We have observed slightly different behavior for the t5 model family compared to our previous v11 release (0.29.0). We have raised an issue with Tensorrt-LLM here. The change in behavior is likely due to how Tensorrt-LLM handles memory for the kv-cache.

Guidance

As a result, we recommend that you carefully tune the batch size and sequence length for your model. Configurations that previously worked on v11 may lead to Out-Of-Memory scenarios with v12.
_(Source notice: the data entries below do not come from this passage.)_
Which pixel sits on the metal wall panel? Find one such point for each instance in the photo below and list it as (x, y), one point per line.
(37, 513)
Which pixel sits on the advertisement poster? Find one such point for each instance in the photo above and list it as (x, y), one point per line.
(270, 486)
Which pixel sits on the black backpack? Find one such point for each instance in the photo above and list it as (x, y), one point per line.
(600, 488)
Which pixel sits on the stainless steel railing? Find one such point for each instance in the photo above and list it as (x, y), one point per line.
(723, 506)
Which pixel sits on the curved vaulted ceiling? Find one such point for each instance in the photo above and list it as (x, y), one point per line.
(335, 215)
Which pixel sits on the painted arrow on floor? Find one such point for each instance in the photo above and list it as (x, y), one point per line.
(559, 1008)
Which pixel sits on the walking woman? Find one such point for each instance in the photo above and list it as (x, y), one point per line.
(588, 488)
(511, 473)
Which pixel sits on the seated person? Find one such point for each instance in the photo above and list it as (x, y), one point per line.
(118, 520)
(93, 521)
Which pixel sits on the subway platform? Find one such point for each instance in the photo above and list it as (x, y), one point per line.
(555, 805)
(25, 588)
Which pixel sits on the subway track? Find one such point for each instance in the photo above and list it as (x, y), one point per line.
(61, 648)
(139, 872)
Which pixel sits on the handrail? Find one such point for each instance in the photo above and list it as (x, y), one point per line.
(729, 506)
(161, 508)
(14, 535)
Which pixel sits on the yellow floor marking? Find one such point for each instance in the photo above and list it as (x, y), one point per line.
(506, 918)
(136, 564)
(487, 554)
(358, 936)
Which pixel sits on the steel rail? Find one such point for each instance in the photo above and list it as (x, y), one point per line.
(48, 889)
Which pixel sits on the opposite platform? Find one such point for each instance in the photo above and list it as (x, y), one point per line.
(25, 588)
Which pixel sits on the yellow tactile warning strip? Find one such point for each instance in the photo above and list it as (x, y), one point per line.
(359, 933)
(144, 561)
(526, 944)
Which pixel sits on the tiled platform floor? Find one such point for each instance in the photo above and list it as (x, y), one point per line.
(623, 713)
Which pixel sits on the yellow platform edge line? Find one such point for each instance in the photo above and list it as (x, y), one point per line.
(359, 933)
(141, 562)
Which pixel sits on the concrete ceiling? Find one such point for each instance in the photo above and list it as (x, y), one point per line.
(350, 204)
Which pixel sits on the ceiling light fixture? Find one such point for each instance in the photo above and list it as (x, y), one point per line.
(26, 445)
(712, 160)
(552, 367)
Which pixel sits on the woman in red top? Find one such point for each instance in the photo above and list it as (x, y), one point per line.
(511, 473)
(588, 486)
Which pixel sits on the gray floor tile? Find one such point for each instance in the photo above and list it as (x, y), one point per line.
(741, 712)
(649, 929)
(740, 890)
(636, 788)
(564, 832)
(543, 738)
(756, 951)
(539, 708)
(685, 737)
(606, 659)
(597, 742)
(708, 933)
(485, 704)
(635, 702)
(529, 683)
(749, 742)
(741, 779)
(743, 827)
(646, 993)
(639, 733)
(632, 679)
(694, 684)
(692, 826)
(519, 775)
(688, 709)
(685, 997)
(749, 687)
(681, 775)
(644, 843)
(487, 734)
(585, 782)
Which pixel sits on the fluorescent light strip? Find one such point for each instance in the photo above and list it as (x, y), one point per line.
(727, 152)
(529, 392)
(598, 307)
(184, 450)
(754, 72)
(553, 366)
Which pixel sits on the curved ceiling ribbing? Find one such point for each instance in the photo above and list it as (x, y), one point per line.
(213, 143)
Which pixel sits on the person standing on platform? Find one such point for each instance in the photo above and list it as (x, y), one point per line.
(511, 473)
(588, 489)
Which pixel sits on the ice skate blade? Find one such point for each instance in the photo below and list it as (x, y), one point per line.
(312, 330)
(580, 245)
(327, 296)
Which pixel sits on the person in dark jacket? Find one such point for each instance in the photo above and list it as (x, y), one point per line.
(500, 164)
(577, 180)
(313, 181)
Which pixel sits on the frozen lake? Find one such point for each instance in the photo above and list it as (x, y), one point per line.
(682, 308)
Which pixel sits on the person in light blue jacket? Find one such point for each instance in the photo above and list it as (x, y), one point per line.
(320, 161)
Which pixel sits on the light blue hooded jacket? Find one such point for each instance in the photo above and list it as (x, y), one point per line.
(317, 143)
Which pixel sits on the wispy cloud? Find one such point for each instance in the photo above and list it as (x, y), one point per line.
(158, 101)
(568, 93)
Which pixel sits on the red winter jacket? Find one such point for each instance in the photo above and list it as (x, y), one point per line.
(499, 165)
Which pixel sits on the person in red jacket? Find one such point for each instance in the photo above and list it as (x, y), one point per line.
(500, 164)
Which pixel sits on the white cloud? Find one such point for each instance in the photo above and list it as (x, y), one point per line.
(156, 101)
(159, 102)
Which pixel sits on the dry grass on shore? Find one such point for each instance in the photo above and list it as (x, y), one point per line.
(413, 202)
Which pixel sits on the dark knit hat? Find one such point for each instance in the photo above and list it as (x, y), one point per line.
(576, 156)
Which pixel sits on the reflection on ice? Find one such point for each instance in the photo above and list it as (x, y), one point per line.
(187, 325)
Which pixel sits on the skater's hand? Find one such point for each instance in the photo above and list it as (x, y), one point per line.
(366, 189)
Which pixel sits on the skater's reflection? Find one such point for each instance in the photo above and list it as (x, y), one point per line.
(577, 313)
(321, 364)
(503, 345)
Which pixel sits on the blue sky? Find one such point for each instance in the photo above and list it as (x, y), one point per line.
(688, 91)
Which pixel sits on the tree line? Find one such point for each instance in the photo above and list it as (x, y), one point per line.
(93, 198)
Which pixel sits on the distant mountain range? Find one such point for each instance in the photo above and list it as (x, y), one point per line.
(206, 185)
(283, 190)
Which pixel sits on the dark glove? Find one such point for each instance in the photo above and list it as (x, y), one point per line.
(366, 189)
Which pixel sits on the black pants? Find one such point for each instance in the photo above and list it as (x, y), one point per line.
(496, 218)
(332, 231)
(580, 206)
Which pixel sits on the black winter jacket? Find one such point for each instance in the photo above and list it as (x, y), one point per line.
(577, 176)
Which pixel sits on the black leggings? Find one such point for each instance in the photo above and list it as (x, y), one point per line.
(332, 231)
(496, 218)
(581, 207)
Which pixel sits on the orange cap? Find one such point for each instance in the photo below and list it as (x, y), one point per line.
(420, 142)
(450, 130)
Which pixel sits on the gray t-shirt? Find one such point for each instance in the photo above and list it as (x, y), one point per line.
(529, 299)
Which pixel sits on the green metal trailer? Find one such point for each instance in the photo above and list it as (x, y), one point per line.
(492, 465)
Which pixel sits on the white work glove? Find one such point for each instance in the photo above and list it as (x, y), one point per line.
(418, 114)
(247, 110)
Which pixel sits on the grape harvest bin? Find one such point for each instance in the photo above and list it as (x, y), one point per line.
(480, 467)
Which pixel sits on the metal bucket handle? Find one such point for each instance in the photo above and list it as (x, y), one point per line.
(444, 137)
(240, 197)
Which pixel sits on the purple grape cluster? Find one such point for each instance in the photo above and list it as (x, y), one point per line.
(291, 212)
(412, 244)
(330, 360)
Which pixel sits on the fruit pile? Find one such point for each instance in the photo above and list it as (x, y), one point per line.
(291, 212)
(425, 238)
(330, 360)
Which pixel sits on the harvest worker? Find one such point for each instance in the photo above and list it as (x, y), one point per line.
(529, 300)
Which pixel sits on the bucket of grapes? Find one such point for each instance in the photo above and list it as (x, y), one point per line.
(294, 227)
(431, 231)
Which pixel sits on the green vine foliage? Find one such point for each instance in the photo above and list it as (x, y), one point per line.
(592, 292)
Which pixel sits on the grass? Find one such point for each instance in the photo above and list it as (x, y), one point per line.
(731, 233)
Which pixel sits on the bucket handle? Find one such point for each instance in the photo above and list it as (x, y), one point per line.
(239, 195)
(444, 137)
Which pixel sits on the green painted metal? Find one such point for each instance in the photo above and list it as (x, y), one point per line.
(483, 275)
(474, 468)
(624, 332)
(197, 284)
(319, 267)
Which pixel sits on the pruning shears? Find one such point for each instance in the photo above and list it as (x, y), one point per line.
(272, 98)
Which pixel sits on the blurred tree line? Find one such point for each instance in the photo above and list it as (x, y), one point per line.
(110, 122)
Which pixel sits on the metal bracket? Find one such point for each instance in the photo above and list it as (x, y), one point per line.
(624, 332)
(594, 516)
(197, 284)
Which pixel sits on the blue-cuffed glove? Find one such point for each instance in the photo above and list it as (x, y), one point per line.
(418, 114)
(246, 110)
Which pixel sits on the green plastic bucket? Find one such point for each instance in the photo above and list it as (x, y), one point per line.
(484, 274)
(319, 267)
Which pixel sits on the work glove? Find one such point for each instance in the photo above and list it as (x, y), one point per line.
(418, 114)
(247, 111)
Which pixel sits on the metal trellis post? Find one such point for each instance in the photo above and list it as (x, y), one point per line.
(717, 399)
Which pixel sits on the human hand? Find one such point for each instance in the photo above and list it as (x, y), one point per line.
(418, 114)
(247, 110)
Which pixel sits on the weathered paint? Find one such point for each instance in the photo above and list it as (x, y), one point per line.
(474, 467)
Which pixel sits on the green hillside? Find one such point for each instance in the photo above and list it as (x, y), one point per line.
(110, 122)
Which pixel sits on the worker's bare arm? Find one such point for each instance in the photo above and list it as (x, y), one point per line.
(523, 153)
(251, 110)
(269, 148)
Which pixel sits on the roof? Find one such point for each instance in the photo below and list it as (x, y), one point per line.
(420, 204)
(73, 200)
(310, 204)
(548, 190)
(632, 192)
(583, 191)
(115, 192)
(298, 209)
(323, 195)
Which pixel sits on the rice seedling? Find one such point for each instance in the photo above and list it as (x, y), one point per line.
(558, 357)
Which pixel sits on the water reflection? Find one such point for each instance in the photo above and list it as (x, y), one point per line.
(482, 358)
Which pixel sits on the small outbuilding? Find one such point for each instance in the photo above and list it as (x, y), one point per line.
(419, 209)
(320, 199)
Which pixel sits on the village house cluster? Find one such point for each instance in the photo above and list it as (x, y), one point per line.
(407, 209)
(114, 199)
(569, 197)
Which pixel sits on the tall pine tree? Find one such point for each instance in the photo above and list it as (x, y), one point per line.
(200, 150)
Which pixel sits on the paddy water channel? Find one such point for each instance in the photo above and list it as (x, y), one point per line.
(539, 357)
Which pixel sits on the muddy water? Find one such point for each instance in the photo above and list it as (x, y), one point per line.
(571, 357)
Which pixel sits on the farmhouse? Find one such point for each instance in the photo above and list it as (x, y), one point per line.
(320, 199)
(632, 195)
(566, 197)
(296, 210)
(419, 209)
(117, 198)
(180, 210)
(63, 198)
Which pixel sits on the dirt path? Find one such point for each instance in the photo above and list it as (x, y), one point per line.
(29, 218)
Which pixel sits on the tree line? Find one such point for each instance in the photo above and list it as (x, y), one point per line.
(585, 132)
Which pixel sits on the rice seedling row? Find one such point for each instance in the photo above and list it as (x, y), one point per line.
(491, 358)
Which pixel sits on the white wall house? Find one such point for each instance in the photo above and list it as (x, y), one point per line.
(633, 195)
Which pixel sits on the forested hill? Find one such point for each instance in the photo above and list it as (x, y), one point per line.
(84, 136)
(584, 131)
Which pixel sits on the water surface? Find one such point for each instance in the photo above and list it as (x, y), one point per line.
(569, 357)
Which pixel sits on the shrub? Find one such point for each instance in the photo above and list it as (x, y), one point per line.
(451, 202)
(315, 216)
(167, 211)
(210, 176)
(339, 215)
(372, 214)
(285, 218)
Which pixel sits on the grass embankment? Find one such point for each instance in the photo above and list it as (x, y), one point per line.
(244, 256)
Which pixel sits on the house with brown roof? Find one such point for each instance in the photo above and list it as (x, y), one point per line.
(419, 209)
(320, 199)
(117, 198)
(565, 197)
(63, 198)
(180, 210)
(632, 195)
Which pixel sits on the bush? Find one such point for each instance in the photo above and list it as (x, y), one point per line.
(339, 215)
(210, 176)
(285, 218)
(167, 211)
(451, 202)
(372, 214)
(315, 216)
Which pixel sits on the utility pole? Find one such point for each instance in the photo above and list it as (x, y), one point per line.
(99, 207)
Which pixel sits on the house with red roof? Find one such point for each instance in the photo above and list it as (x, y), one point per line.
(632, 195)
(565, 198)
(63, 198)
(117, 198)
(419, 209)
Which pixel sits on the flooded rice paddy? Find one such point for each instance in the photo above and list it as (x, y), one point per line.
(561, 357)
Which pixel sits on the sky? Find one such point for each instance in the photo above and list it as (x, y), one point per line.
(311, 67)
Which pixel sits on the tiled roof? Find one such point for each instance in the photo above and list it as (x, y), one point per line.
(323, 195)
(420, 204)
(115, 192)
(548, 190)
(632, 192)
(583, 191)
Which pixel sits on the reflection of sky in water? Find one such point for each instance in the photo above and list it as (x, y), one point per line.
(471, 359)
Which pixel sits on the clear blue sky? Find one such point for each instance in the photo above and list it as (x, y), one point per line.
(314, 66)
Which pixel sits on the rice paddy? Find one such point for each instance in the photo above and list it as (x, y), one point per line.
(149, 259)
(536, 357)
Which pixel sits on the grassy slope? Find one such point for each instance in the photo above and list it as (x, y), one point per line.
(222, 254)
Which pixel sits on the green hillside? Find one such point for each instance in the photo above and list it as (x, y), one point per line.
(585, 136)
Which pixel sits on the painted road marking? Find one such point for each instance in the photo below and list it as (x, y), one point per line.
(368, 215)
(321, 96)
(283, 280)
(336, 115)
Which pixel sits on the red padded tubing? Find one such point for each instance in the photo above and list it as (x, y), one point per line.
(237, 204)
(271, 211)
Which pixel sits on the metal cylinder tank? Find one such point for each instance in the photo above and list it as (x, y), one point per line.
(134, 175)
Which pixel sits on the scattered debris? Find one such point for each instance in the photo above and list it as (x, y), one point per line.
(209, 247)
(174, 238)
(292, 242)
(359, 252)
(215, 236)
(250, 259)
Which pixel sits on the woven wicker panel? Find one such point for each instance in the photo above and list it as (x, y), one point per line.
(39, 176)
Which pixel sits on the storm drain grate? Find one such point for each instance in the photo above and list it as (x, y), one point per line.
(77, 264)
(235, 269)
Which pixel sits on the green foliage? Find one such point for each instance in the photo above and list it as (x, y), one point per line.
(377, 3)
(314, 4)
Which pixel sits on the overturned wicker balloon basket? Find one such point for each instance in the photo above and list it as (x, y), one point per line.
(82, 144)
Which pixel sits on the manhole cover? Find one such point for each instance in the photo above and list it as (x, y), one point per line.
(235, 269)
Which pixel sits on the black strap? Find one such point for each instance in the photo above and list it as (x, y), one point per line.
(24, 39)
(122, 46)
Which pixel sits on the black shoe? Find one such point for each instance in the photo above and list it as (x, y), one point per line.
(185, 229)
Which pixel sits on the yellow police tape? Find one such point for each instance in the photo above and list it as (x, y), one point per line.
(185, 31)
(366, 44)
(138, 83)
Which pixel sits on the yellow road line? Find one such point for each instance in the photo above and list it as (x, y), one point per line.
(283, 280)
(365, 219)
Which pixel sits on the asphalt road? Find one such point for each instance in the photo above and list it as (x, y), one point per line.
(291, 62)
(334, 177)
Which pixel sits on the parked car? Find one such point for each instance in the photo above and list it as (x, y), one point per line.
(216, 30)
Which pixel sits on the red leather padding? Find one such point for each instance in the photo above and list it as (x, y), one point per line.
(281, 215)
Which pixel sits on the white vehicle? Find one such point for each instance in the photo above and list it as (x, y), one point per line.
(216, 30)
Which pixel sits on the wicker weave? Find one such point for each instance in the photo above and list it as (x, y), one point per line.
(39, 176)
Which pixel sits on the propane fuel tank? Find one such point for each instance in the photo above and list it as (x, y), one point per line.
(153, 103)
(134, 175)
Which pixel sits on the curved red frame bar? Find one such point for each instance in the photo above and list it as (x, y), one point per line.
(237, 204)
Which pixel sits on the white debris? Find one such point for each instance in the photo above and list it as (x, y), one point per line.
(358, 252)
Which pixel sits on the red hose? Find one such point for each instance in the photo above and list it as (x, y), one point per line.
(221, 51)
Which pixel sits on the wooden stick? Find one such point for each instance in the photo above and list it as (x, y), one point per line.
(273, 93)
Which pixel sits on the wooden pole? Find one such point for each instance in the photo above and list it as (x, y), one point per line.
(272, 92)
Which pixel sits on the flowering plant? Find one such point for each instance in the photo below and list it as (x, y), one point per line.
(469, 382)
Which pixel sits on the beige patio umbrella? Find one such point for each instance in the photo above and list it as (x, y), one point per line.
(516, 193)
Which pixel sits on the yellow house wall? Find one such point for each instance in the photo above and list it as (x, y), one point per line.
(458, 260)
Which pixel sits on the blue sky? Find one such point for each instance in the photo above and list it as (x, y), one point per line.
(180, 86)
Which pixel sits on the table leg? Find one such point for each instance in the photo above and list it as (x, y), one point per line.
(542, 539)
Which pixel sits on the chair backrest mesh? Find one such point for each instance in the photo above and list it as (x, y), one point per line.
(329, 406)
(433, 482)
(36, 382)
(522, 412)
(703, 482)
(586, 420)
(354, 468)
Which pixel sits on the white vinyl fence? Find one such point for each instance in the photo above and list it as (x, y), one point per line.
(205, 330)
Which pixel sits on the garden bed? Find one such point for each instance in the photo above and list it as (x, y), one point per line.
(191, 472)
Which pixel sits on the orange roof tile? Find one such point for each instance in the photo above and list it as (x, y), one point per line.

T5 model family batch scheduler policy

We have noticed runtime issues when using the default batch_scheduler_policy of max_utilization for t5 models. When this is combined with in-flight batching (the default), it leads to inference errors.

Guidance

We recommend users that are deploying t5 model variants to specify option.batch_scheduler_policy=guaranteed_no_evict to ensure proper inference execution.

LMI-NeuronX v12 (0.30.0)

Legacy partition is removed

Before Neuron SDK version 2.18, it was necessary to load a safetensors model using Hugging Face on the CPU, save it as a pre-sharded version, and then load the model using NeuronAutoModel. Starting with Neuron SDK version 2.18, this step is no longer needed. In our code, although we have been loading the safetensors format on the CPU and loading them, the split_model_path is not used anywhere when using the safetensors format. Since we moved to Neuron SDK version 2.20.1, legacy partition is no longer needed.

Guidance

You no longer need to specify a partition schema, as the LMI container can deduce it for you using our auto-detection partition schema. If you don't use option.partition_schema, this change does not affect you. If you do, consider making use of our auto-detection partition schema, safetensors, or Optimum.